Taylor battles bug, competition at national meet

Dan Falloon

In one sense, the fact local swimmer Donovan Taylor made only one final at the Canadian Age Group Championships in Winnipeg was a bit of a disappointment.
Before the competition, Taylor, along with mother and coach Dawnn, had listed a handful of events where cracking the top eight wasn’t an unreasonable goal.
But between that goal-setting and the competition itself, a virus struck the 16-year-old Taylor, leaving him and his mom scrambling for a legal remedy in the days leading up to his first race.
“The list of unacceptable drugs is very long, so you had to really pay attention to what you’re taking,” Dawnn Taylor explained.
“The best shot we had was Tylenol Cold pills,” she noted. “He took those.”
The struggle did lead to some good as Taylor was forced to focus intently on his stroke with his power and endurance tapped.
“Just because I didn’t have that endurance, we worked a lot on technique, trying to make it as efficient as we could,” remarked the teen, who still was feeling some of the effects of the virus Monday.
“We spent a couple hours with another coach we know to work on the backstroke because that was pretty ugly,” he added.
A special videographer also attended the meet, and was able to break down the most minute details of Taylor’s strokes, including such statistics as their speed and angle, providing a valuable analytical and training resource.
Taylor was able to make it through the opening days of competition taking on the virus as best he could, falling off his personal bests by just a couple of seconds in his two events last Wednesday—the 100m butterfly (1:03.04) and the 200m backstroke (2:21.06).
But he took a turn for the worse on Thursday.
A sluggish performance in the 400m I.M. (5:10.00, which is about 14 seconds off of his seed time), one of the events where a final was a distinct possibility, prompted his mom to find an alternative medication for the virus.
She returned with allergy medicine to take along with the Extra Strength Tylenol.
“Thursday, he crashed and burned. The virus really kicked in,” Dawnn Taylor recalled.
“He had a miserable 400m I.M.,” she added. “[He] went back to the hotel, laid down at 2 p.m. and did not get up until 6 a.m. the next morning, and he did not ask to eat.
“When the continual grazer does not eat, coach knows we’re in trouble,” she remarked.
The pair nearly packed it in at that point, but with some determination on his part and the Allegra starting to work a bit of magic, Taylor returned to the pool Friday and matched his personal best (26.14) in the 50m freestyle.
He then finished the 100m backstroke in 1:04.96 on Saturday.
“I wanted to finish strong. I wanted to come back with something to show,” he stressed.

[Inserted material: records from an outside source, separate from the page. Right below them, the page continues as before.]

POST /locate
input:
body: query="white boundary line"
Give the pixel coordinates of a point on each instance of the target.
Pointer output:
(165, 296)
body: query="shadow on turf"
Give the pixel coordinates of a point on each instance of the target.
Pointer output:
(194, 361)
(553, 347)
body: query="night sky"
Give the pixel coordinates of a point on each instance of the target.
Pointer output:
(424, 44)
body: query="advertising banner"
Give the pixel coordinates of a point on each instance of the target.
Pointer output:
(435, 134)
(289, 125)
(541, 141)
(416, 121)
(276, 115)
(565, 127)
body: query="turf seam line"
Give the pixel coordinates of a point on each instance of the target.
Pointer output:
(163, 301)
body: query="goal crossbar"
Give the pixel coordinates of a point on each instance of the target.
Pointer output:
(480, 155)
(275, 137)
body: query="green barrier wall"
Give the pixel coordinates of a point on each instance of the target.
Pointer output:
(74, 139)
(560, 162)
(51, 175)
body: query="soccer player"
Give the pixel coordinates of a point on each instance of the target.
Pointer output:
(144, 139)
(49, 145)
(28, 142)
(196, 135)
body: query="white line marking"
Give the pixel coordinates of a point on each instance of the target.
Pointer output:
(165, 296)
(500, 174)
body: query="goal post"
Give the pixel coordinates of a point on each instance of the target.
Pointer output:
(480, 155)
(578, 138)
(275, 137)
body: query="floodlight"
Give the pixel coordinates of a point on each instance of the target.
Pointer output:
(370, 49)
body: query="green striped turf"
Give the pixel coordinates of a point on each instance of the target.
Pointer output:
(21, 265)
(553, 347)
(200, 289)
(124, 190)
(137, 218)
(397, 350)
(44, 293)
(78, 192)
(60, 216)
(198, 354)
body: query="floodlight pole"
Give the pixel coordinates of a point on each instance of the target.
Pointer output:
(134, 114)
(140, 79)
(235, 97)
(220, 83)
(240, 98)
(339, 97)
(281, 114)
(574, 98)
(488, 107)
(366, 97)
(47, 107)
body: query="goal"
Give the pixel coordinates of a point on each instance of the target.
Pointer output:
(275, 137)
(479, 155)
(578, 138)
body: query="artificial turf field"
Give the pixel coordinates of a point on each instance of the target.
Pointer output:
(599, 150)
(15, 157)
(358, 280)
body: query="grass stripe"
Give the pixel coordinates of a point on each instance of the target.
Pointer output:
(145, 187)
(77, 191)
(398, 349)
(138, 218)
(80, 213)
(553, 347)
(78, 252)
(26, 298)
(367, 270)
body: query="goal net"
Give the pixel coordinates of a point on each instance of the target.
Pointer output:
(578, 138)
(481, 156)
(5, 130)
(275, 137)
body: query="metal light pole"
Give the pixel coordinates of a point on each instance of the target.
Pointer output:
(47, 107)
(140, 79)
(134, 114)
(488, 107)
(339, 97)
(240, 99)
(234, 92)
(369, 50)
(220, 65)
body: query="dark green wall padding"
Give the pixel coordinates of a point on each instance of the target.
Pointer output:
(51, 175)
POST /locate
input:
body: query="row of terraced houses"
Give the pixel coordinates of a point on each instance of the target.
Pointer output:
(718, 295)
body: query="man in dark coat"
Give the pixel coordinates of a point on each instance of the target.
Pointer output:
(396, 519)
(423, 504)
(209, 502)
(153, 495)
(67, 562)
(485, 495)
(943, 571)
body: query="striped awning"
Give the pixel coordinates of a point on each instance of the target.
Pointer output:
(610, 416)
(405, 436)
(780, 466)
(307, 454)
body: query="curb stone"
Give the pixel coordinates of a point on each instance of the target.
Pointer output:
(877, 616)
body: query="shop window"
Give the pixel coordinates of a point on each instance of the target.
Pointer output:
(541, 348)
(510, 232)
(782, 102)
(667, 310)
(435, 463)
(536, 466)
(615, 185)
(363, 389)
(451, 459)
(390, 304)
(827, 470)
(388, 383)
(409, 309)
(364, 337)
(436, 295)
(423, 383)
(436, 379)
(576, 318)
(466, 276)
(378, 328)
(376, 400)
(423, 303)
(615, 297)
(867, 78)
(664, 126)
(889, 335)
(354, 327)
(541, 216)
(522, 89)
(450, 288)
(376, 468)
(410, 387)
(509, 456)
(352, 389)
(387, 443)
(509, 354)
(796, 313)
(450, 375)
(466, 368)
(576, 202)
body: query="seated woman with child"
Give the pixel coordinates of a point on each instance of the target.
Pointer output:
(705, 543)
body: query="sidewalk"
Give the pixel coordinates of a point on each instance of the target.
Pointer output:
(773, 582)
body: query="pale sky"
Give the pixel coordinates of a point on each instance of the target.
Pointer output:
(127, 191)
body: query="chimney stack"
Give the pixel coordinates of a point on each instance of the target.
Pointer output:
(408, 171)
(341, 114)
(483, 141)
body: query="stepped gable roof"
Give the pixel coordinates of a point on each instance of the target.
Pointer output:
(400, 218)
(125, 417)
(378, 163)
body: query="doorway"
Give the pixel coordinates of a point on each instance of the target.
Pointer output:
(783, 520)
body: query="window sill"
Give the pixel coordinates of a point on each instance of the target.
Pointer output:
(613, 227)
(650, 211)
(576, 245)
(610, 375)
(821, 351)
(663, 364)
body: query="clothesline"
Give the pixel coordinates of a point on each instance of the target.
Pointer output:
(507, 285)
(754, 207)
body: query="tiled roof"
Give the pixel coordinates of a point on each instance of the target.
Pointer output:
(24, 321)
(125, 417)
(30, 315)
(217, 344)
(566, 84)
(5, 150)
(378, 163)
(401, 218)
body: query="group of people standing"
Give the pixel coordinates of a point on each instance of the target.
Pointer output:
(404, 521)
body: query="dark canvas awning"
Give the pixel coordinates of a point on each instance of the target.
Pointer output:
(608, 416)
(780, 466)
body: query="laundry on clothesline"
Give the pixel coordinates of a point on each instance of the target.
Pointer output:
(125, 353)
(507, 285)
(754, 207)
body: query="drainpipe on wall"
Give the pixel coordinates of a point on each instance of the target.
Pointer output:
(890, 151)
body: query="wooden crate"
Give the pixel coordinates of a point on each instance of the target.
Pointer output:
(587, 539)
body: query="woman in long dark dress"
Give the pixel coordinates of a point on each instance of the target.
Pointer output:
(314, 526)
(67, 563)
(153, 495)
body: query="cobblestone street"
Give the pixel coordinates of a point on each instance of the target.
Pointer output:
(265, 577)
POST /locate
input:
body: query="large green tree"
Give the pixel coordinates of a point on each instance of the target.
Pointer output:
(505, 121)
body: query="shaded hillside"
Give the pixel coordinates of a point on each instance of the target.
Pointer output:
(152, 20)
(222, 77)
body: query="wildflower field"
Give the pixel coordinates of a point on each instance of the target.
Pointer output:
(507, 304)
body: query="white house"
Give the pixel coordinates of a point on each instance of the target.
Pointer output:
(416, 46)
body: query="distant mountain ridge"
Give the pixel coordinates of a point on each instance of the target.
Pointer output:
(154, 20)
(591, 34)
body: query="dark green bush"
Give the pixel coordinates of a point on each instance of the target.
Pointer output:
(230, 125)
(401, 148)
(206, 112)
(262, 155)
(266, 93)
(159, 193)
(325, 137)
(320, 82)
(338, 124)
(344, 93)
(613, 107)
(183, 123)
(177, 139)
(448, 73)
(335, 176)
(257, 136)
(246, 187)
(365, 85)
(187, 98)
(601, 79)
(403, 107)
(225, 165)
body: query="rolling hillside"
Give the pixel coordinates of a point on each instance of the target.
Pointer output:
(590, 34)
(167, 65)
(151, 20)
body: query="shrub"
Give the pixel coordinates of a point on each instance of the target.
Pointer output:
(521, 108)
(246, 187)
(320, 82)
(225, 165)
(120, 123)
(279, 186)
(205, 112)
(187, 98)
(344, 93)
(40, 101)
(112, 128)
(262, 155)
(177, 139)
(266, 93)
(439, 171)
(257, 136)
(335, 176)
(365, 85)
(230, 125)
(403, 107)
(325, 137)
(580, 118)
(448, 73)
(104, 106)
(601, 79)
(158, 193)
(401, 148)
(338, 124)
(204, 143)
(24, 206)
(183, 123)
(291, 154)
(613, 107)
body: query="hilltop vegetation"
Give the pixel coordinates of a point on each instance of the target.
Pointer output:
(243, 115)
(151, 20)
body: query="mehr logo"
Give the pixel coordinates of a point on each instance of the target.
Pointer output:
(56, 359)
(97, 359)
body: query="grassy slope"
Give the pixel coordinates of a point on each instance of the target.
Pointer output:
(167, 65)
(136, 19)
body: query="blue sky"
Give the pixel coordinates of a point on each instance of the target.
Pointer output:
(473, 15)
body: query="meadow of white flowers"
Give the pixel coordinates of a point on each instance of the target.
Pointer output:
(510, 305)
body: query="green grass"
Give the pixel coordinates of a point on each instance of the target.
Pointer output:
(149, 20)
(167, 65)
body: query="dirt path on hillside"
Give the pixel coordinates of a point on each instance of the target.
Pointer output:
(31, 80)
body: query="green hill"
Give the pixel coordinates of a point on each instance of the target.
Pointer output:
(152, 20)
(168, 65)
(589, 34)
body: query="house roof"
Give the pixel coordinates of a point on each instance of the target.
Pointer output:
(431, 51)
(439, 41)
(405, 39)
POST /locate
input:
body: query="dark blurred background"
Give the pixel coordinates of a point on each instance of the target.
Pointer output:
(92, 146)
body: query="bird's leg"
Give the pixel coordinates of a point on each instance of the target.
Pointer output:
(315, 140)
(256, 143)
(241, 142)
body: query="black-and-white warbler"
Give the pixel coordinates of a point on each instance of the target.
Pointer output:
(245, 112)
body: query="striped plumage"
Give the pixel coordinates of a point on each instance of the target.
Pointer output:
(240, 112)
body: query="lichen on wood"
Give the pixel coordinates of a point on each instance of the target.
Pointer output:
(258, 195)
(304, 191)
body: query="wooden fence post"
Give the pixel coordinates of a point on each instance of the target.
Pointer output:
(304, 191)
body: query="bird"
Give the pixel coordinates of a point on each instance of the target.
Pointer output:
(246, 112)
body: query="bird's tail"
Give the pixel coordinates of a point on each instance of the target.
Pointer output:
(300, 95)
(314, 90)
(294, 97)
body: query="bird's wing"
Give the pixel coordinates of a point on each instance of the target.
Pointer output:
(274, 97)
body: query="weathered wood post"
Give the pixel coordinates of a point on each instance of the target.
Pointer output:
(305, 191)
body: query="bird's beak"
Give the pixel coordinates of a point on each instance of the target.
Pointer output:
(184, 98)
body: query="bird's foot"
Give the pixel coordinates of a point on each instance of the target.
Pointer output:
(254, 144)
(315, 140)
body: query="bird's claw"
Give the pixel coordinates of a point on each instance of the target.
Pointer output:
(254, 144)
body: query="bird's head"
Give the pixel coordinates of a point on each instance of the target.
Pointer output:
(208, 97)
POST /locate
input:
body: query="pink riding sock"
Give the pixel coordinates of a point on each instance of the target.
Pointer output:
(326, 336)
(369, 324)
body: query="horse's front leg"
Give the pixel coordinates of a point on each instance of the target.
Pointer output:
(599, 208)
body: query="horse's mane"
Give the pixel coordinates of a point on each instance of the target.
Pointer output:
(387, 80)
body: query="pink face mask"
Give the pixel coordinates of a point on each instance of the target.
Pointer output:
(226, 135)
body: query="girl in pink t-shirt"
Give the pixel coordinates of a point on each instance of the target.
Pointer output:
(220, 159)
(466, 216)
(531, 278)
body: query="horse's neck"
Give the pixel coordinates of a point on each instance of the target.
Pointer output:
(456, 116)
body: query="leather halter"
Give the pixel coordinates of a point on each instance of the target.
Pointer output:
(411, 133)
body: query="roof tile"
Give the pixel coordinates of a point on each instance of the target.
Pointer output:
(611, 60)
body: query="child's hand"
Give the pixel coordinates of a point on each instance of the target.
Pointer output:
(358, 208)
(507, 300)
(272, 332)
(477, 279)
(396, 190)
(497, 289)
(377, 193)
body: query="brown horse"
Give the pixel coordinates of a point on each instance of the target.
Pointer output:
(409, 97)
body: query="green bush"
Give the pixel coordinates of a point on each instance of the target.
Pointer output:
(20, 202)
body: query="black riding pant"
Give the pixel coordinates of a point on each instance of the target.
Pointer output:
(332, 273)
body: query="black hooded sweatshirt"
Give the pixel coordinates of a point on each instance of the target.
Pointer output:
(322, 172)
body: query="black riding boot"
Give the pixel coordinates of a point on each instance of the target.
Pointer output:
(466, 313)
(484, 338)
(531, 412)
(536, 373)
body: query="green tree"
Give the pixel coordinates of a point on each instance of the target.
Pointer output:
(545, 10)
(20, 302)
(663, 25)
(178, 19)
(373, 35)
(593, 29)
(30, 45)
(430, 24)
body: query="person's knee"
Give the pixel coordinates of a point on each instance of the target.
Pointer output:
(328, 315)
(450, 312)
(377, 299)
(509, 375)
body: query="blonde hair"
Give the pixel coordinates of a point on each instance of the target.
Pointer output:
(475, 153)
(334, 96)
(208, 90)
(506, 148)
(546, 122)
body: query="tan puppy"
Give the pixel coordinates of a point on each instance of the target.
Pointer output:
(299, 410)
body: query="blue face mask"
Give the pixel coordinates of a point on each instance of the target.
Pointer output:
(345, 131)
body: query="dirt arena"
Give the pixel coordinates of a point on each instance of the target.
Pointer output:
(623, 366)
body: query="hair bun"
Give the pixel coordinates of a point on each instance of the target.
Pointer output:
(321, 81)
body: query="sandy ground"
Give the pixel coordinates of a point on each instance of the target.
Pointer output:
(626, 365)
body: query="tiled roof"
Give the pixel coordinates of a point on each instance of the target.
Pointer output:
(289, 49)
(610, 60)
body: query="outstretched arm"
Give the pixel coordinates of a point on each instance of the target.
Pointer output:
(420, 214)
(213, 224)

“I just kind of kicked myself in the [butt] and said, ‘Get your act together.’”
Taylor also was helped by his schedule, as he only had to race the 50m freestyle on Friday and then 100m backstroke on Saturday before finishing with two events Sunday.
He also had to pull double duty on the first two days of the event.
“It was such a good wake-up call, that 400 I.M., and I knew I had one event per day,” Taylor said.
“It was the one 50m free and the one 100m back, and those were just sprints.”
Sunday brought the 200m I.M., where Taylor was determined to make a stand in order to salvage his trip, which he did—advancing to the final and eventually placing seventh with a time of 2:17.26.
“Yesterday [Sunday] he got up and he said, ‘I’ve lost four days of this week, and I can’t lose it,’” noted Dawnn Taylor.
“‘I’m either going to die in the pool or I’m going to do something,’” he had vowed.
Taylor was on pace for a medal in first half of the race, but let it slip away in the second portion.
“The worst part about the 200 I.M. was that I had second all the way through the first half, and then breaststroke and free—,” he trailed off, later adding that his endurance was drained by the second half of the race.
Taylor then finished the week with a time of 28.43 in the 50m butterfly.
With his results placed in the context of the illness, though, Dawnn Taylor was pleased that her son was able to come back and make a final in one of his events, adding he should have learned a sporting and life lesson in the process.
“In a way, we came back, and it was kind of disappointing, but if you look at being that ill and coming out seventh during nationals—let’s just put it this way, it has not happened to an Aquanaut before,” she stressed, noting that no member of the Fort Frances Aquanauts had made a national final before.
“We certainly would have liked to have had some fantastic results, but seventh at nationals is not too shabby,” she reasoned.
“It was a really good learning experience to know that sometimes you have to overcome obstacles that are holding you back.
“Michael Phelps isn’t going to say, ‘I’m not going swimming today because I have a head cold,’” she concluded.
Meanwhile, the season isn’t yet done for Taylor, who will be amping up again with Aquanaut teammate Levi Rittau for the Ontario Summer Games in Sudbury from Aug. 11-13.
He was thrilled to get another chance to reassert himself in the water so soon, and his mom expects he’ll be closer to his normal self by the time that meet rolls around.
“The immune system will be up after fighting this off, and he can get back in and prepare for the next couple weeks,” Dawnn Taylor explained.